Stolcowy dirty talk nie tylko poprawił jej humor, ale też dostarczył całe mnóstwo nowych informacji. Gdyby istniał jakiś teleturniej sprawdzający wiedzę bezużyteczną, z pewnością mogłaby powalczyć o najwyższe laury. Koniec końców wiedziała już, że im starsza kupa, tym dłużej stoi, a aligatory są zajebiste, ale nie są w Egipcie. Zbierania kup się jednak nie podjęła. Jak będą wracali, to August nazbiera w siatkę, w końcu to czystokrwisty dżentelmen z dobrego domu, który pomoże niewiaście w tak brudnych obowiązkach… prawdopodobnie.

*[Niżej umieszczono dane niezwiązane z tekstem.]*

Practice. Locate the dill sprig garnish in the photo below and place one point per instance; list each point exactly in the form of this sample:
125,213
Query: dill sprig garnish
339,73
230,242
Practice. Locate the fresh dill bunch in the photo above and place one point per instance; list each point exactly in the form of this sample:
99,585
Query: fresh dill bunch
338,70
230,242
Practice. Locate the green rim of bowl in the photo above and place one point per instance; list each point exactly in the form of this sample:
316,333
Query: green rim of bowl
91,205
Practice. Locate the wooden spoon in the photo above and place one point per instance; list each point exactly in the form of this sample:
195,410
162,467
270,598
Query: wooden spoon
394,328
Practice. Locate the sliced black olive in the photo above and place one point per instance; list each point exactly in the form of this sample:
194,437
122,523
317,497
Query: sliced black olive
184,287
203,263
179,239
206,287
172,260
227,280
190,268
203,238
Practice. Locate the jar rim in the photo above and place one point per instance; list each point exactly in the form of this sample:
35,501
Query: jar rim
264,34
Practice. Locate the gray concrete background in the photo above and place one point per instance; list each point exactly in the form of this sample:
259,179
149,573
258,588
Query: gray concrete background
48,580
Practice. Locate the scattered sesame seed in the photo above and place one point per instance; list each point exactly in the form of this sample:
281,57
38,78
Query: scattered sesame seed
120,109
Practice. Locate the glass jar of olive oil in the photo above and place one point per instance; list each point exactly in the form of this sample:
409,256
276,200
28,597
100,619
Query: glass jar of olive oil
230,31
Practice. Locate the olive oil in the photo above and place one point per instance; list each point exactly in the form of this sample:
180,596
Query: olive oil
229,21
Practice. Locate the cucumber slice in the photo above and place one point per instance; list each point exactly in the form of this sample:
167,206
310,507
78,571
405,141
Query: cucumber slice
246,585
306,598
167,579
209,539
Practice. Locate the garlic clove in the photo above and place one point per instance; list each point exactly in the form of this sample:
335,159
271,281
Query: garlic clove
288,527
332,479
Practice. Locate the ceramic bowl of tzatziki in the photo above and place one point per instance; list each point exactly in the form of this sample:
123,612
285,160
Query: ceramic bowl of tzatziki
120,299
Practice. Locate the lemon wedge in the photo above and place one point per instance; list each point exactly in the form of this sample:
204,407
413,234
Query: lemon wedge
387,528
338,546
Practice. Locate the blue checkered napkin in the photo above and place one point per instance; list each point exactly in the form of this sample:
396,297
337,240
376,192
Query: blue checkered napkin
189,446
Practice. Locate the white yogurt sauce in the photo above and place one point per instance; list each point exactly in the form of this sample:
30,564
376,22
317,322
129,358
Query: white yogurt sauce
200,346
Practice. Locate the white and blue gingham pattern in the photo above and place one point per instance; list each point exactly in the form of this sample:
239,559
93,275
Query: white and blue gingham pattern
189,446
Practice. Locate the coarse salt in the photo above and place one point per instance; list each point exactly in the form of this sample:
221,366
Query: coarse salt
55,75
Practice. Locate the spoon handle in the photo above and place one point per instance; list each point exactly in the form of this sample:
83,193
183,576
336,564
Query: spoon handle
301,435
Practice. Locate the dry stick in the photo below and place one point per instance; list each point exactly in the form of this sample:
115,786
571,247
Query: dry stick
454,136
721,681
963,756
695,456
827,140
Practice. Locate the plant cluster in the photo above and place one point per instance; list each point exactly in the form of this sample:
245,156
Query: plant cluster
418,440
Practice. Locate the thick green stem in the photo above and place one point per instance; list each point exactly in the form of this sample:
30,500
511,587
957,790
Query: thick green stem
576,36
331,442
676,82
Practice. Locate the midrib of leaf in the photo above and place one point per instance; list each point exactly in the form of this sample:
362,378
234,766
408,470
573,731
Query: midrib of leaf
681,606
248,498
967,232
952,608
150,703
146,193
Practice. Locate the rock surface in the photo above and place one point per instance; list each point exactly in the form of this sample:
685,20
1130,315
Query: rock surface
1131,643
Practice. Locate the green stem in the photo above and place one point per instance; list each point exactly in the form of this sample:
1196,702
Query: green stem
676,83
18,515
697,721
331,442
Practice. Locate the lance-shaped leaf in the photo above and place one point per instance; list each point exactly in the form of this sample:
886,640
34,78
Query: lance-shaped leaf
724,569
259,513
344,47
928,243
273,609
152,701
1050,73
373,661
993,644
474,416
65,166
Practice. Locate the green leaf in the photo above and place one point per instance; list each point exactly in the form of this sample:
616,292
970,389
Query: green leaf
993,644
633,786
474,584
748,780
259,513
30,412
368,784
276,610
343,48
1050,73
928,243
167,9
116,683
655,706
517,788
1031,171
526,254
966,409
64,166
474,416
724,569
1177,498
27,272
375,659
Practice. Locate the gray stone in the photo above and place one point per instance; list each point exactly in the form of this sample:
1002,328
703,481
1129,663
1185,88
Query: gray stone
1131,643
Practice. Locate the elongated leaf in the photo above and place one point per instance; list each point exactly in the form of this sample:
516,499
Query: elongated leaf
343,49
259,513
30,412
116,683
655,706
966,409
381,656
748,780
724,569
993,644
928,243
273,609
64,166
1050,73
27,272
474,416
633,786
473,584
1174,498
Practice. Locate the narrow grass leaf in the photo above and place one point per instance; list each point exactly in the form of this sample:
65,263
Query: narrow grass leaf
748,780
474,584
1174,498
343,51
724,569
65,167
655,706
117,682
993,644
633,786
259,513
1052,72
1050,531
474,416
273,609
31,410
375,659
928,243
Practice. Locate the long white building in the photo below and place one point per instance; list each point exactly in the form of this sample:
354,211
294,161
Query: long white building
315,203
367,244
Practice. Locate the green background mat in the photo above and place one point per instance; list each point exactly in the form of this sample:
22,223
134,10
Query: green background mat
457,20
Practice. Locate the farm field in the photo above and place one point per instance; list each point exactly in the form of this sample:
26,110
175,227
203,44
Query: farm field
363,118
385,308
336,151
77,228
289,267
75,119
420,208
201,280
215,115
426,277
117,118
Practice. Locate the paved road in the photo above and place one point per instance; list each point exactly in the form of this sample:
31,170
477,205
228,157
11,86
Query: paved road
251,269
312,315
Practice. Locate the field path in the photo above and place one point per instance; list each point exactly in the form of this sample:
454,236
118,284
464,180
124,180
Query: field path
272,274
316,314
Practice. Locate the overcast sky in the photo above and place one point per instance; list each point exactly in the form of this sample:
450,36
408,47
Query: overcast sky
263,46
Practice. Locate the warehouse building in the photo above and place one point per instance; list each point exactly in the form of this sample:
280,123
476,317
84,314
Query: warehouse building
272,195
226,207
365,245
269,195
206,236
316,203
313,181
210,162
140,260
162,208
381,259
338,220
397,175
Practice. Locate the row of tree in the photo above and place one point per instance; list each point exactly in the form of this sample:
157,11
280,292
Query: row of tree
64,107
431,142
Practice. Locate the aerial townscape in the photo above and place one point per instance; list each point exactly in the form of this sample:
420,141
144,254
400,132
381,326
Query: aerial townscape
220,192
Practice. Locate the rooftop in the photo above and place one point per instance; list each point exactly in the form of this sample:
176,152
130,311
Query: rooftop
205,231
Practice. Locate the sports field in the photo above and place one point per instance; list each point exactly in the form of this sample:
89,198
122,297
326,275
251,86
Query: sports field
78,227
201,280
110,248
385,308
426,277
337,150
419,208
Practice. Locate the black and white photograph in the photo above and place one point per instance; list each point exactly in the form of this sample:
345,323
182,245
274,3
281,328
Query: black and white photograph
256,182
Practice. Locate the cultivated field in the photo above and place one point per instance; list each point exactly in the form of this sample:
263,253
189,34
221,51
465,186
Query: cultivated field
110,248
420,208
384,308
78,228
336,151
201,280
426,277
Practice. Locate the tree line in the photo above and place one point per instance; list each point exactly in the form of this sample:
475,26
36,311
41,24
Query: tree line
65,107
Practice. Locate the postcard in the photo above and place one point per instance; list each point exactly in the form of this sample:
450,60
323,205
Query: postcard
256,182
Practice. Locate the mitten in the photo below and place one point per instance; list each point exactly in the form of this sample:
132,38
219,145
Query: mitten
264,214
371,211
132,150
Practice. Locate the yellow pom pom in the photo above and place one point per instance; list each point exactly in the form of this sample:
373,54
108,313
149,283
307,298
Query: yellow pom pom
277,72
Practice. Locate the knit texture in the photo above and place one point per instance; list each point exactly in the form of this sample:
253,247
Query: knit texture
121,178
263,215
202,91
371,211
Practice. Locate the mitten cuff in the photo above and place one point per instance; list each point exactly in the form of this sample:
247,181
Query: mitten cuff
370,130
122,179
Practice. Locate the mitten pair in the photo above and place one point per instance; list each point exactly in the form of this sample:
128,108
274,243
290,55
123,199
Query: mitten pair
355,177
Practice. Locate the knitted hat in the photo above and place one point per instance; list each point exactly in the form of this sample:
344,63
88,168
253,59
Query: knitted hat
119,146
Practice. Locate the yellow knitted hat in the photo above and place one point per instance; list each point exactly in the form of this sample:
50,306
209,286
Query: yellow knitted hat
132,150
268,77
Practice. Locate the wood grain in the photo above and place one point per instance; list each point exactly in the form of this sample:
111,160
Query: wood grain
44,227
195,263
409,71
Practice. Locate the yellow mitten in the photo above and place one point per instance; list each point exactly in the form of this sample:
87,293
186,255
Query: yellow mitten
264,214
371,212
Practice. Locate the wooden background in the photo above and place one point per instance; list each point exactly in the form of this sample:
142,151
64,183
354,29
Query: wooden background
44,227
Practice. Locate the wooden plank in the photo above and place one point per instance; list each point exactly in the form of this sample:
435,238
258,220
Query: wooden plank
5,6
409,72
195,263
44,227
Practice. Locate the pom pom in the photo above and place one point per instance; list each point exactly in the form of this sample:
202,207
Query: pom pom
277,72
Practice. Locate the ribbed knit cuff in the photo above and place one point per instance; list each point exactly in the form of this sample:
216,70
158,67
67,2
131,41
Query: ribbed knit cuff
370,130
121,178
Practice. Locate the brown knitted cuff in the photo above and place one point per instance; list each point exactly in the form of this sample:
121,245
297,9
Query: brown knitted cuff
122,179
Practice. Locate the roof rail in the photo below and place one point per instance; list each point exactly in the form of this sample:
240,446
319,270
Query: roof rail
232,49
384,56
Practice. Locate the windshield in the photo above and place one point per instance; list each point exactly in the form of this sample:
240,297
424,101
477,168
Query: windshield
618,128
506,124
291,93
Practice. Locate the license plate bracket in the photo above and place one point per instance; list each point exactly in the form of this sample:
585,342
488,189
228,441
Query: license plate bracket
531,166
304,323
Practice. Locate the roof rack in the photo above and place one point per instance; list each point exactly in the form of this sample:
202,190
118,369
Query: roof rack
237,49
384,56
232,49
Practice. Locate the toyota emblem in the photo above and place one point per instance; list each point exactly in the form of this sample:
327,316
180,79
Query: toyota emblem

Mama Augusta wierzyła w jego mądry wybór. I taka była teoria. A jak by to wyglądało w praktyce? To już inna para stumilowych kaloszy. Mogła i być zdolną studentką oraz zajebistą pałkarką. Ale co z tego? Pewnych rzeczy nie mogła przeskoczyć ani tym bardziej przelecieć na miotle, choć bardzo by tego chciała. Najgorsze jednak było to, że nie czuła się gorsza, a wręcz przeciwnie. Miała dwadzieścia lat i osiągnęła więcej niż zdecydowana większość czarodziejów przez całe życie. I ta jej postawa również mogła stanowić kolejny powód do obaw.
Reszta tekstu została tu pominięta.